There is one thing Turner is glad to be putting behind her: “I will not miss coming up for review,” she says with a laugh.

Not that she had anything to worry about given the accolades she’s received and the regard national criminology associations have for the programs she helped build. That’s amazing when you consider her mentioning this: “I never intended to be a professor.” She explains that after leaving the University of North Carolina Chapel Hill with her Ph.D. in social psychology, she figured she would never enter a classroom again.

“When I came out of graduate school, I made a conscious choice to go into a research career,” Turner says. “And so, for over 20 years, I was at the RAND Corporation as a research scientist. My whole sort of upbringing as an adult in the profession has been more on the research side of it.”

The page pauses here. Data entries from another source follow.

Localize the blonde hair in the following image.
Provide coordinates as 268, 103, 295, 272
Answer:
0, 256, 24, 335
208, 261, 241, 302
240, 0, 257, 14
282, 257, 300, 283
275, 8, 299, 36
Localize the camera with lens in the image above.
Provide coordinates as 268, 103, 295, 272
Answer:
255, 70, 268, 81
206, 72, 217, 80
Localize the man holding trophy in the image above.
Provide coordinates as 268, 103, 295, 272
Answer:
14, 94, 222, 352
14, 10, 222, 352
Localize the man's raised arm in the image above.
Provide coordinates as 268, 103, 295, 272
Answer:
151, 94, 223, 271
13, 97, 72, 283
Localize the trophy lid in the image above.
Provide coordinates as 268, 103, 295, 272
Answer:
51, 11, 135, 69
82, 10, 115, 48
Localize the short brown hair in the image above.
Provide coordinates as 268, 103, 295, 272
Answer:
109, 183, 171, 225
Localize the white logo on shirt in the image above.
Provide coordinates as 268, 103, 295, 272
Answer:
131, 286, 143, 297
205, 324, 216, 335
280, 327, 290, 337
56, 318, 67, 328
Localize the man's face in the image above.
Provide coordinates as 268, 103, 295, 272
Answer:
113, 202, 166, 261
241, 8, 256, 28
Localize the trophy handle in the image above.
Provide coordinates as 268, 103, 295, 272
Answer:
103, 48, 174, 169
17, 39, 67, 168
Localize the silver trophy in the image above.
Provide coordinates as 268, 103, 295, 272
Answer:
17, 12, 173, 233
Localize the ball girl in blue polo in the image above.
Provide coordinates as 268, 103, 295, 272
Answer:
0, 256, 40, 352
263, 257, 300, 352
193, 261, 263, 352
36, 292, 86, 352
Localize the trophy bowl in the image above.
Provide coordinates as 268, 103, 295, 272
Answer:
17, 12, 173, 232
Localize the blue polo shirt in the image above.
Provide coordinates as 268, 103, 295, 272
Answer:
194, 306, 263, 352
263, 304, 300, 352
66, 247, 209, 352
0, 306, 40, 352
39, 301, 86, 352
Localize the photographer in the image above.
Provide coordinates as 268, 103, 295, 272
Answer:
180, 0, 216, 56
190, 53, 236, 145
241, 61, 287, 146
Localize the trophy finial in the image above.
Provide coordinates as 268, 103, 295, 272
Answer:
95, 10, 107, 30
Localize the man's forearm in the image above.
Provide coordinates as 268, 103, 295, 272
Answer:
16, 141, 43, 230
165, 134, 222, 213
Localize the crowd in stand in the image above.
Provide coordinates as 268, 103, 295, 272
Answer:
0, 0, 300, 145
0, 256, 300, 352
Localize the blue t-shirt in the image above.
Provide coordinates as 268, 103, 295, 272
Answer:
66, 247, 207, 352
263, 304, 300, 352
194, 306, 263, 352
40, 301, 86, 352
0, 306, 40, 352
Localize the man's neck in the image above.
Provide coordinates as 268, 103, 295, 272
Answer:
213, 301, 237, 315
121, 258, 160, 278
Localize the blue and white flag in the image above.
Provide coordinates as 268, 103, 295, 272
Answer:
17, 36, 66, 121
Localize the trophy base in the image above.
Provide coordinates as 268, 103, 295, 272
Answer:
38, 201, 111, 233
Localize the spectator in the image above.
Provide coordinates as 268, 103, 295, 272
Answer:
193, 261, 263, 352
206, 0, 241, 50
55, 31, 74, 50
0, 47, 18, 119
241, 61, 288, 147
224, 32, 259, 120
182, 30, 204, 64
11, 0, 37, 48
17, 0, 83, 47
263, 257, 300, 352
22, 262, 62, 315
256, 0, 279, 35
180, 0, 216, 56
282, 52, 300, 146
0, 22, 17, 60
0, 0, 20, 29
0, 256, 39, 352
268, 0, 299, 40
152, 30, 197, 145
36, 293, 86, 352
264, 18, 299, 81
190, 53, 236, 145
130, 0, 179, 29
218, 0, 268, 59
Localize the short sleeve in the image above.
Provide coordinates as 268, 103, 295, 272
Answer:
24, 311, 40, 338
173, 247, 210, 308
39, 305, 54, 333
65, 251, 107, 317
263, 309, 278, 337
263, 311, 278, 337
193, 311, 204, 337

She adds, “The training at RAND, in terms of the quality of the work, really prepared me for academia,” although she concedes that “when I came to UCI and started teaching undergraduate students for the first time, it was different. I was really pleased that the transition was as smooth as it was.”

Now she can confidently state, “I do enjoy teaching students about the research that I do and having interested students join the research teams.”

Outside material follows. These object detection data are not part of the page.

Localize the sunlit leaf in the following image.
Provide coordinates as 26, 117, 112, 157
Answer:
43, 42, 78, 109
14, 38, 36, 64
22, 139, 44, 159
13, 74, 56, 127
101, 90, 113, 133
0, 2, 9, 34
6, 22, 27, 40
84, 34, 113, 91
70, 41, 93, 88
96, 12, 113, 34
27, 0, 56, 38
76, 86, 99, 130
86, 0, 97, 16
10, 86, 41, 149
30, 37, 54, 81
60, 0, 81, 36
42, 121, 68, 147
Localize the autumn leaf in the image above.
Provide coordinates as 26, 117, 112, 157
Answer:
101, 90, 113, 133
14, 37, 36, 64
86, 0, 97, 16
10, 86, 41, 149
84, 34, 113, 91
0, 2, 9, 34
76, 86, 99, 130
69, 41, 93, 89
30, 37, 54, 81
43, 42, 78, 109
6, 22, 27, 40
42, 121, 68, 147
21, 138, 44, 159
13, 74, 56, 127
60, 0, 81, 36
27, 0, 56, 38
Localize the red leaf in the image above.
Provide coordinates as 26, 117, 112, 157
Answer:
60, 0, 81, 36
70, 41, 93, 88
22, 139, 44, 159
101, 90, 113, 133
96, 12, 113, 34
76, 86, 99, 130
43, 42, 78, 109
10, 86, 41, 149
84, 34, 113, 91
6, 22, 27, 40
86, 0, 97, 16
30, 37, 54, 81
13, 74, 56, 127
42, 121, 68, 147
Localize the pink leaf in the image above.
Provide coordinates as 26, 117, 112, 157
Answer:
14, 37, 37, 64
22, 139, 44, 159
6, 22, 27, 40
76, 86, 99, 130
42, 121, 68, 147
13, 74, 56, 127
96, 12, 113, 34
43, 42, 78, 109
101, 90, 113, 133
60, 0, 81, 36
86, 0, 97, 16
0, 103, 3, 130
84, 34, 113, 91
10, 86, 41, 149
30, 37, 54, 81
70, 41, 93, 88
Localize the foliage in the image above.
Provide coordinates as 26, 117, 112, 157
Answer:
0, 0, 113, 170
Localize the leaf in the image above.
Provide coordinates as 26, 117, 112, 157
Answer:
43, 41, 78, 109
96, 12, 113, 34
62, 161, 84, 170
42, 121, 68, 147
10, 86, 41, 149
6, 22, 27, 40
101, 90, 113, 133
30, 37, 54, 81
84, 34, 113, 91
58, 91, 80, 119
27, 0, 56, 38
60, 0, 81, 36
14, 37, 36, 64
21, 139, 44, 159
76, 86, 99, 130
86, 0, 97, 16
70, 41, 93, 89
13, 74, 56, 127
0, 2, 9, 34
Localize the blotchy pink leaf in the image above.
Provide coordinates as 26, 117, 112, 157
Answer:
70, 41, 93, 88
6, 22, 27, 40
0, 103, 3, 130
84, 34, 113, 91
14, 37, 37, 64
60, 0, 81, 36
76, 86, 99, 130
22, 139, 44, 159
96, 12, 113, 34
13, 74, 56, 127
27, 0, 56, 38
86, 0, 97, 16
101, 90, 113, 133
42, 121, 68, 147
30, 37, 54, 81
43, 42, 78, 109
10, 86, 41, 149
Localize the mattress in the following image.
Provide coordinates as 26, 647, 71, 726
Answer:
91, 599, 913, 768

How she came to join the team that is the UCI Symphony Orchestra began in elementary school. Turner and her twin sister Virginia were nine years old when an itinerant music teacher came to their fourth-grade class, where he played the flute for the students and sought recruits for a musical performance.

The twins informed their mother that they both wanted to learn to play the flute, but after seeing how much the woodwind instruments cost, she said she could only afford one, so one of the girls would have to choose something else, like the violin.  

“I stuck to my guns,” Turner says. “I said, ‘No, I’m playing the flute’ because it was just so beautiful. My sister backed down and chose the violin.”

She continued playing flute through high school, where a different music teacher told her she could never make a living as a flautist. As her friends and orchestra mates went off to musical careers, including some who joined professional orchestras, “I decided to go the academic route,” Turner says. “When I graduated from high school, I didn’t play my flute after that.”

However, she “dragged my flute and all my flute music” with her to undergraduate school, graduate school, even RAND, “and then a number of years ago, I picked it back up again. I joined a community orchestra and got a flute teacher.”

After accepting the professorship, but before arriving on campus, she checked the UCI Symphony Orchestra webpage and learned players are recruited from the Anteater community. She then arranged to have coffee with the conductor so she could ask about auditioning.

When Turner mentioned she used to play duets with her twin sister, who is now an attorney, Maestro Tucker revealed he has a twin brother. “I thought it was the worst pickup line I’d ever heard,” Turner recalls. Nope, it’s true: Paul Tucker, Stephen’s twin, was the longtime choral conductor at the University of Kansas before he retired in 2020.

As for her maestro, Turner says, “his final performance on the 27th of May was a pretty wonderful kind of performance. But, we both decided it was probably best for me to retire from the orchestra, too. So, I'll be looking for other venues to play.”

Perhaps she can find a new duet partner upstairs in her University Hills home, where Maestro Tucker has “a big old grand piano,” according to Turner. “Sometimes he’ll be playing while I am at my little nook on a Zoom call.”

She will need to remember her Zoom password as “it doesn’t feel like I’ve closed a door or anything. It still feels like I’m engaged and part of the team. So, unlike the Maestro, who has left the building, turned in his keys and moved from his office, I’ve still got my office, I expect to continue my projects with other faculty and working with them in the online programs. The door is partly open.”